Created on 01-05-2026 03:07 AM - edited 01-05-2026 07:51 AM
Regular compaction is essential for Apache Iceberg tables to address the issue of small files, which can accumulate as transaction volume increases, leading to degraded query performance. Iceberg offers the rewrite data files Spark procedure as a mechanism for performing this compaction.
The Cloudera Lakehouse Optimizer (CLO) is an automated management service designed to optimize Apache Iceberg tables, thereby improving performance and reducing operational costs.
It allows administrators to define maintenance policies for tables. The system evaluates these policies by gathering statistics from Iceberg metadata, which subsequently triggers maintenance actions. These actions include data compaction, snapshot expiration, and the removal of orphan files. It offers execution flexibility, supporting both schedule-based execution for predictable workloads and event-based triggers for real-time data changes.
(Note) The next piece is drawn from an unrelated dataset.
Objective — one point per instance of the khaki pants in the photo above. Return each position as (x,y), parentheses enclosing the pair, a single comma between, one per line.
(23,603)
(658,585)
Lakehouse Optimizer maintenance actions are executed on Spark. This blog focuses on the key parameters within the Lakehouse Optimizer policy that should be configured to enhance compaction performance.
The ClouderaAdaptive JEXL script is the default template provided by Lakehouse Optimizer. This script utilizes Iceberg metadata to gather table statistics and determine if an action should be initiated. To leverage this template for decision-making, a new policy must be created. Arguments for each action can then be supplied using a policy constant JSON. For comprehensive details on policy configuration, please refer to this documentation.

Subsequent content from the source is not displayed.